Initiative 12%
Une votation fiscale décisive
Le 27 septembre, les habitant·es qui bénéficient des droits politiques se prononceront sur une initiative populaire lancée par les grandes organisations patronales et la Chambre vaudoise immobilière. Celle-ci réclame une forte baisse de l’impôt cantonal, en particulier de 12% sur la fortune. Une telle perspective est menaçante pour l’avenir des services publics et des prestations à la population.

En 2025, les autorités vaudoises à majorité de droite ont pris prétexte d’un déficit lors du dernier exercice comptable pour annoncer un plan d’économies dans des domaines essentiels, comme les hôpitaux publics, les établissements médico-sociaux ou encore l’accueil de jour des enfants, ainsi qu’une baisse de salaire pour les employé·es. Ces mesures d’austérité ont suscité, en réaction, un mouvement social de grande ampleur. De nombreuses grèves et manifestations ont permis d’empêcher la baisse de salaire voulue par la droite.
Si l’initiative du patronat, au titre racoleur «Baisse d’impôts pour tous – Redonner du pouvoir d’achat à la classe moyenne», passe la rampe en votation populaire, les autorités reviendront à la charge avec des mesures d’austérité encore plus sévères. En effet, alors que les finances de l’État sont déjà déficitaires en raison des baisses d’impôt décidées par le passé, l’initiative entraînerait chaque année des pertes de recettes supplémentaires de plus de 270 millions de francs.
Initialement, le texte demandait une diminution de 12% de l’impôt cantonal sur le revenu et sur la fortune. Mais depuis son dépôt, la majorité de droite du Grand Conseil, pour aller dans le sens des revendications patronales, a déjà décidé une baisse de 7% sur le revenu. Une acceptation de l’initiative par le corps électoral provoquerait donc un allégement supplémentaire de 5% sur le revenu et de 12% sur la fortune.
Frein à l’endettement… créé
Compte tenu de règles très rigides, d’inspiration néolibérale, inscrites dans la Constitution vaudoise pour limiter les déficits budgétaires, les coupes seraient immédiates. Les subsides, qui permettent aujourd’hui d’atténuer l’augmentation annuelle des primes-maladie pour presque 40% de la population, sont notamment dans le viseur de la majorité bourgeoise.
Les services publics se retrouveraient sous forte pression, alors même que de nombreuses revendications des employé·es restent lettre morte. C’est notamment le cas d’une pétition déposée au Grand Conseil par les enseignant·es de première et deuxième primaire, demandant des renforts pédagogiques dans les classes et un meilleur soutien aux enfants à besoins particuliers, et qui a été rejetée avec mépris par la majorité.
Bien que l’initiative concerne uniquement l’impôt cantonal, les communes ne seraient certainement pas épargnées en cas de succès du patronat dans les urnes. Dans le cadre d’un plan d’économies, les autorités chercheraient en effet à reporter des charges sur l’échelon institutionnel inférieur, comme cela s’est produit à plusieurs reprises par le passé, par exemple à travers des coupes dans la participation de l’État à l’accueil de jour ou aux transports publics régionaux. L’Union des communes vaudoises recommandent d’ailleurs de rejeter cette initiative.
Creusement des inégalités
Outre la menace qu’elle fait peser sur le service public et les prestations, cette initiative creuserait les inégalités de richesse en accordant d’importants allégements fiscaux aux plus fortuné·es.

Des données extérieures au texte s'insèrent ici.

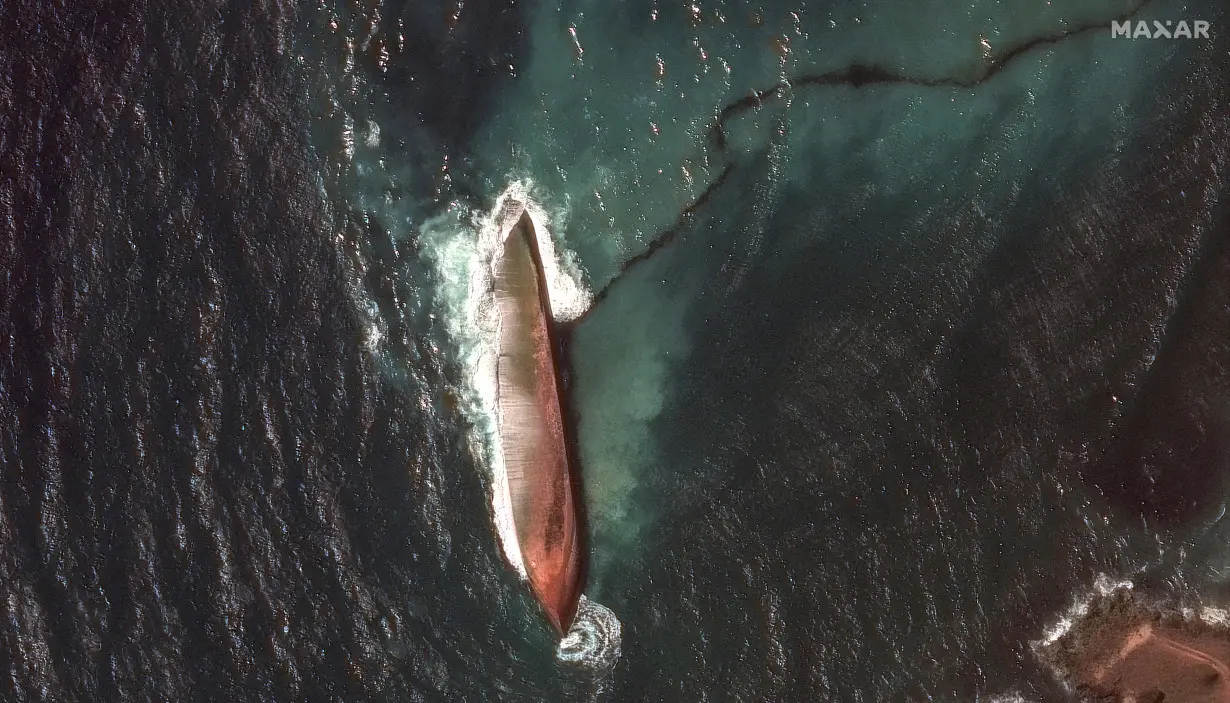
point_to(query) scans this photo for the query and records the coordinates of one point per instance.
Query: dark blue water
(899, 348)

D’après des statistiques demandées par Ensemble à Gauche au Grand Conseil, 85% des pertes de recettes liées à la baisse d’impôt sur la fortune profiterait aux 10% des contribuables ayant les plus gros patrimoines, soit celles et ceux qui déclarent au minimum 630000 francs de fortune nette.

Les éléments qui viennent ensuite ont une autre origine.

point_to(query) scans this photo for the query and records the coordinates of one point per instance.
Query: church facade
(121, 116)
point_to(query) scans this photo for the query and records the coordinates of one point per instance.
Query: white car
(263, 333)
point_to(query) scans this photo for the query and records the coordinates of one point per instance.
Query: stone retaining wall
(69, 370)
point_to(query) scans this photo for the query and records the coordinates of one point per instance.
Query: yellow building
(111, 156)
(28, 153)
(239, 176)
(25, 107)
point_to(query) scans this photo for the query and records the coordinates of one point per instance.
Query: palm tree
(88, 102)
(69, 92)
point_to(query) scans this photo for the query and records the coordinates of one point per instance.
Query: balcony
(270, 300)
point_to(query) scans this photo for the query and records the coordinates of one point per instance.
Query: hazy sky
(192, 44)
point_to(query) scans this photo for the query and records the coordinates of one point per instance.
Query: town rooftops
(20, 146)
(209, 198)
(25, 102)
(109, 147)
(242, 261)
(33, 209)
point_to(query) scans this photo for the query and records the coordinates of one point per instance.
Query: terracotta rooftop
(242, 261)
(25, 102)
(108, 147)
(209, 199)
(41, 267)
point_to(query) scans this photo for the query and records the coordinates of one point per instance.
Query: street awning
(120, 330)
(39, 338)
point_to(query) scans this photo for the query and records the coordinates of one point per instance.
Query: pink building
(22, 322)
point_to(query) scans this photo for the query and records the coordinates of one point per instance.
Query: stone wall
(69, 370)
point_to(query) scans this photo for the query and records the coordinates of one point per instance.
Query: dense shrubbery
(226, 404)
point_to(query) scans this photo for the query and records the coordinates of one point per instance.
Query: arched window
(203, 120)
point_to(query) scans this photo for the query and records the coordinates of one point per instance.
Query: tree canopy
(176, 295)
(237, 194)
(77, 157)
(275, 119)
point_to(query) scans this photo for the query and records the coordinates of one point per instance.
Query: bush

Rappelons que les multimillionnaires ont déjà profité ces dernières années d’une application complaisante du bouclier fiscal – un dispositif visant à limiter la progressivité de l’impôt – ce qui leur a permis d’empocher de manière indue des dizaines de millions de francs.
Rappelons également que les inégalités de richesse se sont déjà creusées de manière dramatique en Suisse ces dernières décennies: les contribuables appartenant aux 1% les plus riches, qui détenaient 32% de la richesse totale en 1980, en concentrent désormais 43%.
Les conséquences de cette initiative populaire seraient tellement négatives que même le Conseil d’État à majorité de droite appelle à la refuser. L’enjeu dépasse d’ailleurs les frontières vaudoises: une victoire des organisations patronales sur des revendications fiscales aussi maximalistes, dans le troisième plus grand canton suisse, ne manquerait pas d’attiser les convoitises de la droite néolibérale dans d’autres régions du pays.
Ensemble à Gauche et solidaritéS s’engagent donc avec détermination dans la campagne pour faire rejeter cette initiative populaire le 27 septembre.